Congressional efforts such as the War Powers Resolution give the appearance that checks on the President are still effective, but in fact the War Powers Resolution has done nothing to constrain presidential warmaking. The United States has not declared war since World War II, but since then has been involved in military in Korea, Vietnam, Cambodia, Grenada, Panama, Iraq, Yugoslavia, Afghanistan, Pakistan, Libya, and Syria. Most often Congress has “authorized” the sue of force after the President has already begun military action, but frequently they have done so even thought the President has denied that he requires any such authorization to act. In 1999, Bill Clinton became the first president to use military force–sending troops into the Yugoslavian Civil War–despite an outright refusal of Congress to authorize him to do so (Adler, David Gray. 2000. “The Law: The Clinton Theory of the War Power.” Presidential Studies Quarterly. 30 (1). pp155-168).

More recently, George W. Bush declared that he had the authority to wiretap and surveil Americans’ phone conversations without a warrant from the executive branch, and to prevent citizens from challenging the executive branch’s actions in Court by invoking a “state secrets privilege,” unilaterally determining that allowing them to be heard in court would reveal state secrets. In both of these ways the President claimed authority that is rightfully within the domain of the judicial branch. As a candidate for the presidency, Barack Obama criticized Bush’s actions, but as President he has also claimed both powers.

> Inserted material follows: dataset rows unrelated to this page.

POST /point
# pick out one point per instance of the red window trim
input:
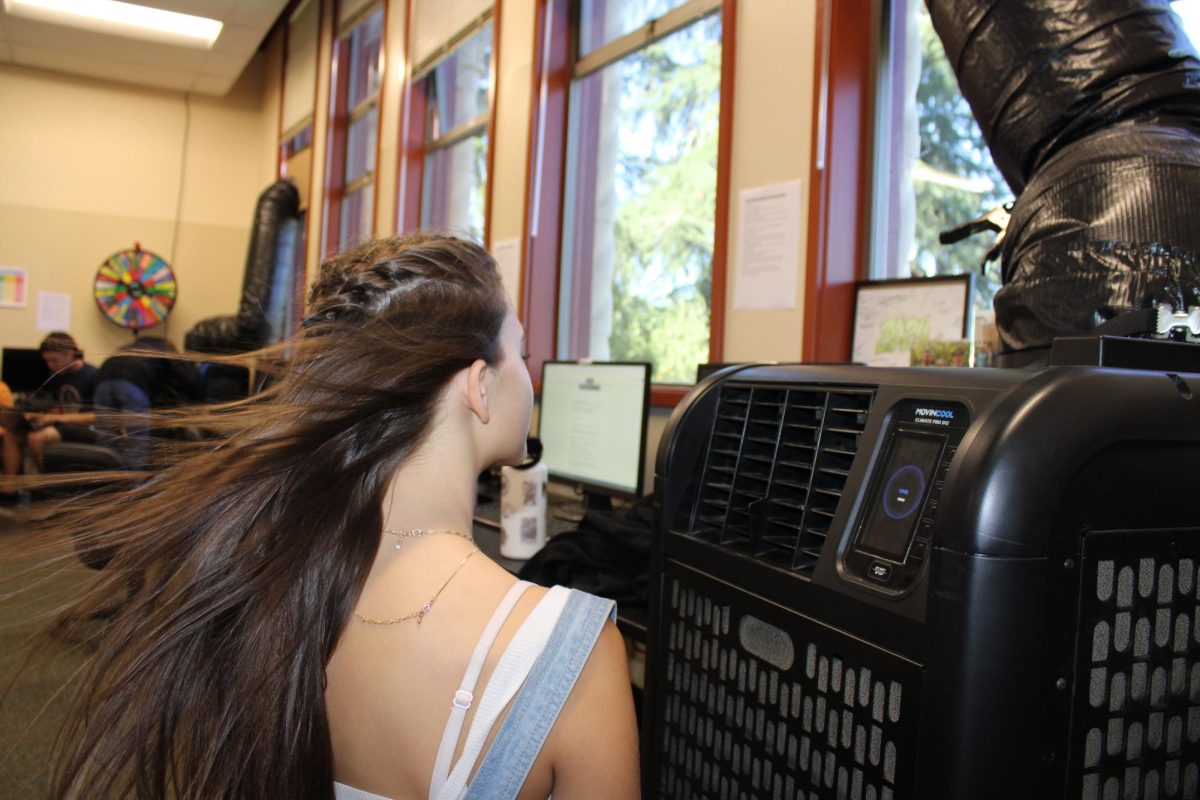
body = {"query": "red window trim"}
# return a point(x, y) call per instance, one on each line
point(545, 184)
point(839, 211)
point(411, 162)
point(339, 126)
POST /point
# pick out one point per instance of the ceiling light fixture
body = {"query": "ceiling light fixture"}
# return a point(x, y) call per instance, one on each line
point(121, 19)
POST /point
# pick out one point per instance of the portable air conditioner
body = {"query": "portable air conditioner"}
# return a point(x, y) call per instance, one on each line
point(928, 583)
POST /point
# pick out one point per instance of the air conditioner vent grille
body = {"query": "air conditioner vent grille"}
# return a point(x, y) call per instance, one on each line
point(775, 469)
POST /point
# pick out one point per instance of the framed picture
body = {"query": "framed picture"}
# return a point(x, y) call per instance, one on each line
point(894, 318)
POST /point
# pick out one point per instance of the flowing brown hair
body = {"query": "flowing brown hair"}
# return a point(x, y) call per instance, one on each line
point(251, 551)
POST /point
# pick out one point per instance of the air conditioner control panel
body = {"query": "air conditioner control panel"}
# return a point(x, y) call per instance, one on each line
point(892, 531)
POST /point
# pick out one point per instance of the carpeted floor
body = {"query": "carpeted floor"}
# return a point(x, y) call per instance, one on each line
point(34, 707)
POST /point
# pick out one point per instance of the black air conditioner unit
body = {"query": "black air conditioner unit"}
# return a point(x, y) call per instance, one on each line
point(882, 584)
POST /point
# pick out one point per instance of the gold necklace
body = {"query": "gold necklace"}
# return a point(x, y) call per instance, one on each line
point(426, 607)
point(421, 531)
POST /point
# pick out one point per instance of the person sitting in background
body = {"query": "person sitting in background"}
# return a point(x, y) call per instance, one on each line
point(60, 411)
point(141, 377)
point(317, 620)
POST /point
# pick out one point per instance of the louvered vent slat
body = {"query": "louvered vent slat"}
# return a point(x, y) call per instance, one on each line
point(777, 465)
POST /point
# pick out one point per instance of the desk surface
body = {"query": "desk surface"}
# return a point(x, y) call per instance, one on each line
point(631, 621)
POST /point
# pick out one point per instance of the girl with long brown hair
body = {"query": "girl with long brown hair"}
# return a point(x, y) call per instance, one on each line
point(312, 618)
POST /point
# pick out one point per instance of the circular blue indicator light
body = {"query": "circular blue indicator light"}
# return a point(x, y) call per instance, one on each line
point(904, 491)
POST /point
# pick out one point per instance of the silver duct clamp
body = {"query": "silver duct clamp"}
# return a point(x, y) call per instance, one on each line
point(1179, 325)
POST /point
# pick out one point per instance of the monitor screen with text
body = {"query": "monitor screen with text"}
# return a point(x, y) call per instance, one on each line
point(592, 423)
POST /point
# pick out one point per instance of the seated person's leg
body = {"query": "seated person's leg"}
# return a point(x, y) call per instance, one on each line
point(13, 455)
point(37, 440)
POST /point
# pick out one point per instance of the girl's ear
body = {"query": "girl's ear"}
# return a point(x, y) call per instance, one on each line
point(477, 390)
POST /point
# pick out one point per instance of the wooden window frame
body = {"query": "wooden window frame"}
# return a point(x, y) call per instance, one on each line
point(297, 139)
point(414, 133)
point(841, 175)
point(340, 119)
point(553, 67)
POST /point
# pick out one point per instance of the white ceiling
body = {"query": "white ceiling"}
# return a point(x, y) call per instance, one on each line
point(147, 64)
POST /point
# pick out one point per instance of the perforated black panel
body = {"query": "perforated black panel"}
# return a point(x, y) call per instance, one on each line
point(1137, 710)
point(761, 702)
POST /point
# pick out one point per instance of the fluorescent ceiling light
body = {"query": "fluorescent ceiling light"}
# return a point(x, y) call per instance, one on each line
point(121, 19)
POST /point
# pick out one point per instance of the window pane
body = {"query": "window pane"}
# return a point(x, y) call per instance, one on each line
point(364, 61)
point(360, 145)
point(453, 187)
point(603, 20)
point(459, 84)
point(637, 244)
point(935, 172)
point(357, 210)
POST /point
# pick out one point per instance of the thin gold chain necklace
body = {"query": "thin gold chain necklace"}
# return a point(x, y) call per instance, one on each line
point(426, 607)
point(425, 531)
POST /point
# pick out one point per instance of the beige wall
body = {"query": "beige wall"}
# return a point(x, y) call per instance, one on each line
point(91, 167)
point(772, 143)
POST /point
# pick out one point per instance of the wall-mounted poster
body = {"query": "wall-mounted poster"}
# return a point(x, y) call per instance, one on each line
point(893, 318)
point(13, 287)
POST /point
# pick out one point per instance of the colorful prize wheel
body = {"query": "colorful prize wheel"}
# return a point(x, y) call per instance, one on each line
point(135, 288)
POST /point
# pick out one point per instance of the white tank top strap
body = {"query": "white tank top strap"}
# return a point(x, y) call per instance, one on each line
point(465, 696)
point(508, 677)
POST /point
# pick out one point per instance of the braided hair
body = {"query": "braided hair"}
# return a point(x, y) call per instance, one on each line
point(253, 548)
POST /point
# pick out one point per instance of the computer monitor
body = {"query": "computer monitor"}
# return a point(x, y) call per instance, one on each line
point(592, 425)
point(24, 370)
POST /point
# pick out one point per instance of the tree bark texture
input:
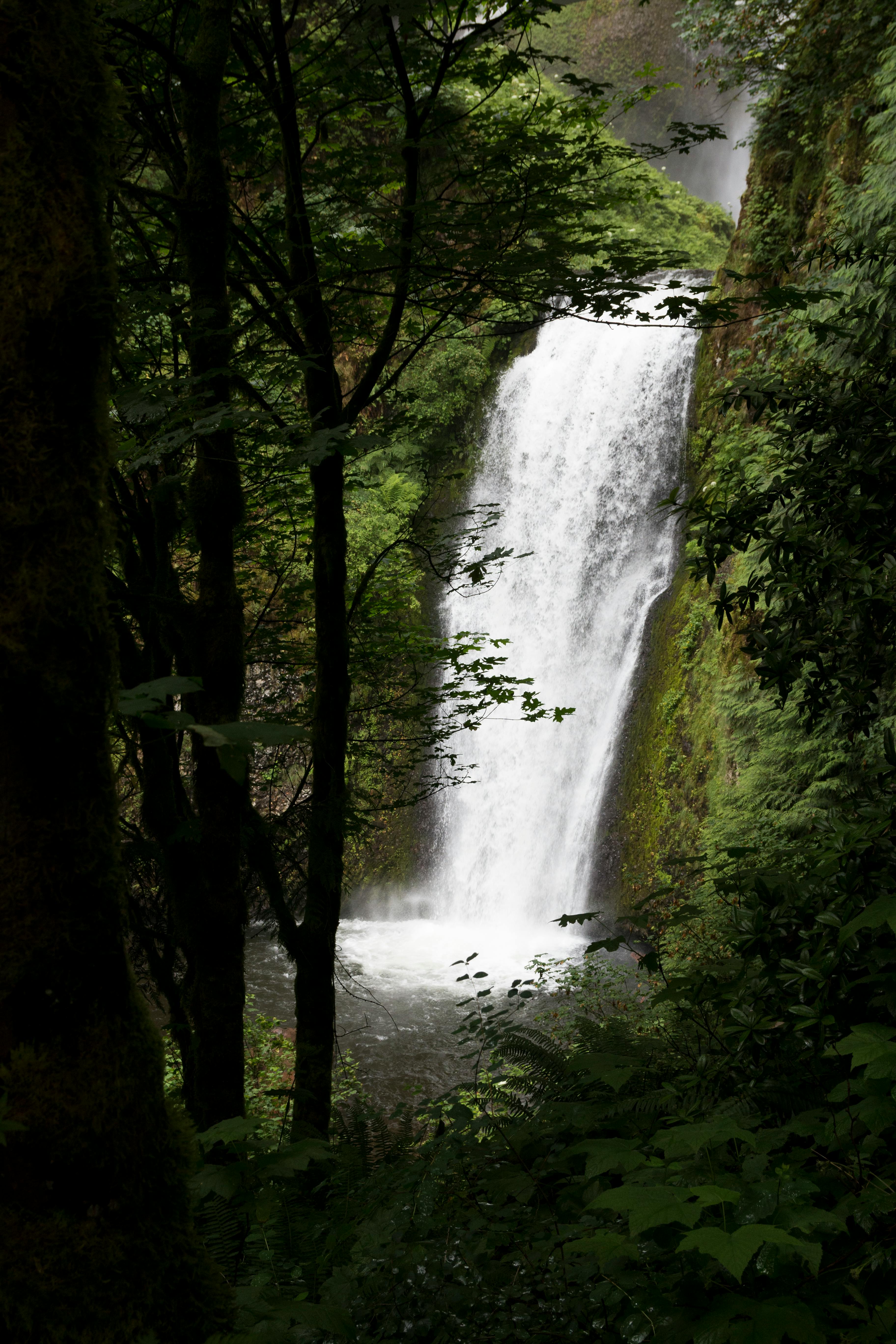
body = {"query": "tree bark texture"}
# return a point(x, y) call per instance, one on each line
point(95, 1214)
point(316, 936)
point(314, 943)
point(214, 916)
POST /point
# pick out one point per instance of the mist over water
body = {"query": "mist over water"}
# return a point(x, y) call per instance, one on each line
point(584, 439)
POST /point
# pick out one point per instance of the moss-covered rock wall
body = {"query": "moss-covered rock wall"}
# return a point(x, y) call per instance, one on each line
point(709, 760)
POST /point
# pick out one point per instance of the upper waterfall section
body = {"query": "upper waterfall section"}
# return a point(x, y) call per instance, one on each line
point(585, 437)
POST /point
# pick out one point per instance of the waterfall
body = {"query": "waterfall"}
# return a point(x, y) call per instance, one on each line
point(585, 437)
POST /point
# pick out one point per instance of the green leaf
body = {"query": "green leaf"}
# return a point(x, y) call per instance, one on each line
point(608, 1155)
point(230, 1131)
point(737, 1249)
point(872, 917)
point(709, 1195)
point(768, 1323)
point(649, 1206)
point(150, 695)
point(604, 1246)
point(297, 1156)
point(867, 1044)
point(691, 1139)
point(322, 1316)
point(214, 1179)
point(174, 720)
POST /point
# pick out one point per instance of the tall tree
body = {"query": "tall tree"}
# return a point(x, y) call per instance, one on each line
point(395, 182)
point(95, 1213)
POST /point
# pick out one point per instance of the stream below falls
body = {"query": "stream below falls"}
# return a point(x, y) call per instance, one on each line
point(584, 439)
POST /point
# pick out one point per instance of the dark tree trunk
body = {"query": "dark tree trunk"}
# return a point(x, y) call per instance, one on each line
point(95, 1216)
point(316, 936)
point(214, 916)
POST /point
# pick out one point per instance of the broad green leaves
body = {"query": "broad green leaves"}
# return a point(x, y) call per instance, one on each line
point(651, 1206)
point(234, 742)
point(737, 1249)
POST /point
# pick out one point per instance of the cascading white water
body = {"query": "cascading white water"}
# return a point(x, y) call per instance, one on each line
point(584, 440)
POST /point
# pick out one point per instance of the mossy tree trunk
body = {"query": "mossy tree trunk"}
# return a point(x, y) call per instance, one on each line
point(214, 916)
point(95, 1213)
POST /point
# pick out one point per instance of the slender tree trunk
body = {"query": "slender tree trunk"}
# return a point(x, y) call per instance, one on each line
point(95, 1216)
point(214, 917)
point(316, 941)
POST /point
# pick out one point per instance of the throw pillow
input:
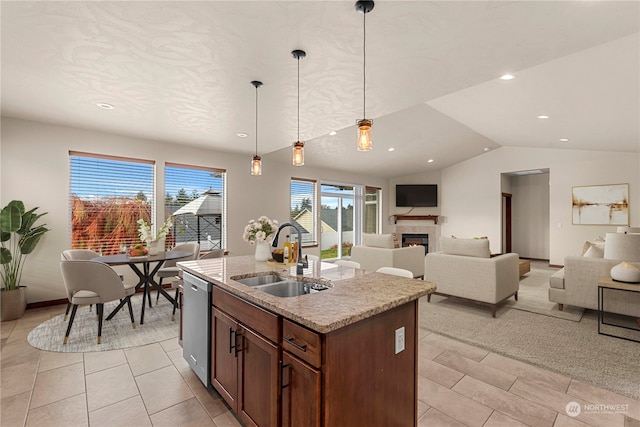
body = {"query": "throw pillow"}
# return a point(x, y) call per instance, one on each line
point(378, 240)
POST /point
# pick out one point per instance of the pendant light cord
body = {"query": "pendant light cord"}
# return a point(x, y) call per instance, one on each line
point(364, 68)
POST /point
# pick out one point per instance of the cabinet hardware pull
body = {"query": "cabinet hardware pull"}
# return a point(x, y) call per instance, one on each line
point(293, 343)
point(232, 340)
point(282, 368)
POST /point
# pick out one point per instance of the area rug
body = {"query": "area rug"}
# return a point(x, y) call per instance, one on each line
point(117, 333)
point(570, 348)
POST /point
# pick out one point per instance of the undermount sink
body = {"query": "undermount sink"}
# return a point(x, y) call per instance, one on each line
point(280, 286)
point(263, 279)
point(292, 288)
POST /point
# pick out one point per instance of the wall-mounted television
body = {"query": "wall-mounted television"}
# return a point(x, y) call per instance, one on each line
point(417, 195)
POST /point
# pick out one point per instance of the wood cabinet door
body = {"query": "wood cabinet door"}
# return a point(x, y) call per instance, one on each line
point(300, 393)
point(224, 357)
point(259, 382)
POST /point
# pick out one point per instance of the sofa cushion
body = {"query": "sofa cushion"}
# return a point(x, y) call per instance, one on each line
point(378, 240)
point(556, 280)
point(478, 248)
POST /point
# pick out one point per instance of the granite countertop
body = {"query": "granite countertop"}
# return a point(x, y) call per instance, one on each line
point(355, 295)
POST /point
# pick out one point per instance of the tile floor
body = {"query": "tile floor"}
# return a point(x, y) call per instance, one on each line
point(458, 385)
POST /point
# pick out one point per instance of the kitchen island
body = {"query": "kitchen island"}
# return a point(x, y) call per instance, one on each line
point(339, 357)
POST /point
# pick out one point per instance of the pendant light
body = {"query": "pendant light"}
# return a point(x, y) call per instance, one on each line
point(298, 146)
point(364, 126)
point(256, 163)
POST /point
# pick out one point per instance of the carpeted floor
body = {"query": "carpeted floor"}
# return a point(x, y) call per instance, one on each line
point(572, 348)
point(117, 333)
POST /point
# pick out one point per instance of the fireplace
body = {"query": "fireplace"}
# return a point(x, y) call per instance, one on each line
point(416, 240)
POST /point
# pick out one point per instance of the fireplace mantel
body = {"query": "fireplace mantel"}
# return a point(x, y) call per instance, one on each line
point(433, 218)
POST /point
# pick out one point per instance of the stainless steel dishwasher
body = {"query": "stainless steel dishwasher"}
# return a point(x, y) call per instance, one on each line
point(196, 321)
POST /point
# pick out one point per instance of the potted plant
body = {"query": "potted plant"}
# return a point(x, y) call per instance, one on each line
point(19, 236)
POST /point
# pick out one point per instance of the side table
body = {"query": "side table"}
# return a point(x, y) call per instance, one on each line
point(610, 285)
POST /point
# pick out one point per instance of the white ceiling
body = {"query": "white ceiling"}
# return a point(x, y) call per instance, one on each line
point(181, 71)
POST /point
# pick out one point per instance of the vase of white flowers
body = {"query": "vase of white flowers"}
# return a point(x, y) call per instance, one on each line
point(153, 243)
point(261, 233)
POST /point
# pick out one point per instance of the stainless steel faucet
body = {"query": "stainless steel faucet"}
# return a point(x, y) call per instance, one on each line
point(301, 264)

To avoid having to fight for treaty passage through the Senate, presidents have resorted to the use of executive agreements–direct agreements with the heads of other countries–that do not have to be approved by the Senate because technically they are not treaties. Some of these agreements are secret agreements, about which not even the Senate Intelligence Committee has knowledge. Presidents claim that they have “inherent powers” to make such agreements that commit the U.S. to certain courses of action without any congressional oversight.

Increasingly presidential scholars worry about an “imperial presidency,” that accumulates legislative and executive powers into the hands of the executive branch. It may be that the demands of the modern world require a stronger and more powerful presidency. Or it may be that the American system of checks and balances is, after two centuries, on the verge of collapsing, and the tyranny the Founders feared may become a real danger.